= Revenue stamps of Guyana =

Revenue stamps of Guyana refer to the various revenue or fiscal stamps, whether adhesive, directly embossed or otherwise, which have been issued by Guyana since its independence in 1966. Prior to independence, the country was known as British Guiana, and it had issued its own revenue stamps since the 19th century. Guyana used dual-purpose postage and revenue stamps until 1977, and it issued revenue-only stamps between 1975 and the 2000s. The country has also issued National Insurance stamps, labels for airport departure tax and excise stamps for cigarettes and alcohol.

==Revenue==
On 1 November 1975, Guyana issued a series of revenue stamps by overprinting a number of postage stamps which had been issued between 1971 and 1973 with the text REVENUE ONLY. The overprint was applied to stamps with denominations ranging from 2c to $5, all of which depicted flowers. Despite the overprint, the stamps were also valid for postal use until 30 June 1976, and they are therefore regarded as postal fiscal stamps. Some of these stamps were later additionally overprinted for use as postage or official stamps.

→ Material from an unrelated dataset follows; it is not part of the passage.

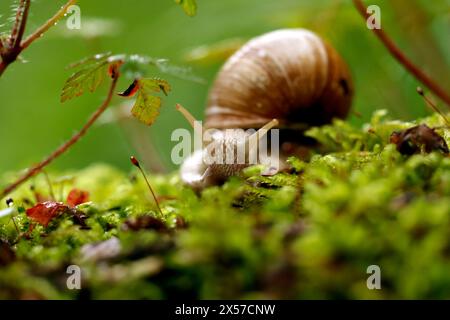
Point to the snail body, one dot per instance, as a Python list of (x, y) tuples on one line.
[(291, 75)]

Also in 1975, revenue stamps with denominations of $10, $20 and $50 which depicted a map of the country were printed by Bradbury Wilkinson and Company, and they are believed to have been issued in Guyana sometime in 1975. Some time later further revenue stamps with this design were printed by Harrison and Sons, this time with denominations ranging from 2c to $50. Some of the Harrison stamps exist postally used, and some were overprinted for postal use in the 1980s.

In the 1980s, some Guyanese postage stamps which depicted butterflies were issued with revenue overprints, and in around 1990 one of the map stamps printed by Harrison was issued with a $300 surcharge.

A new design of revenue stamps which depicted the country's coat of arms was issued in around 2000. This was printed by BDT International Security Printing and it has face values ranging from $1 to $1000. A modified version of this design was later issued in self-adhesive format, and it had the same denominations and was also printed by BDT.

Apart from revenue-only issues, Guyana also issued dual-purpose postage and revenue stamps. Postage stamps ceased to be valid for fiscal use on 1 January 1977.

==Other types==
===National Insurance===
Guyana ordered a set of six National Insurance stamps from the printer Harrison and Sons in 1969. No examples of these stamps have been recorded.

===Airport tax===
The Guyana Revenue Authority issues adhesive labels as receipts for the payment of the travel or departure tax upon leaving the country. As of 2020, the price of such a label at Cheddi Jagan International Airport is $4000, consisting of a travel tax of $2500 and an airport security fee of $1500.

===Excise on cigarettes and alcohol===
Since 16 November 2017, the Guyana Revenue Authority has issued self-adhesive excise stamps for cigarettes and alcohol. These are affixed to cigarette packets and alcohol bottles to show that the appropriate tax has been paid, and they were introduced as an anti-smuggling measure. The stamps are printed by the Canadian Bank Note Company and they have a number of security features aimed at preventing forgery.

==Impressed duty stamps==
Guyana used impressed duty stamps depicting the coat of arms and inscribed INLAND REVENUE GUYANA in the 1960s.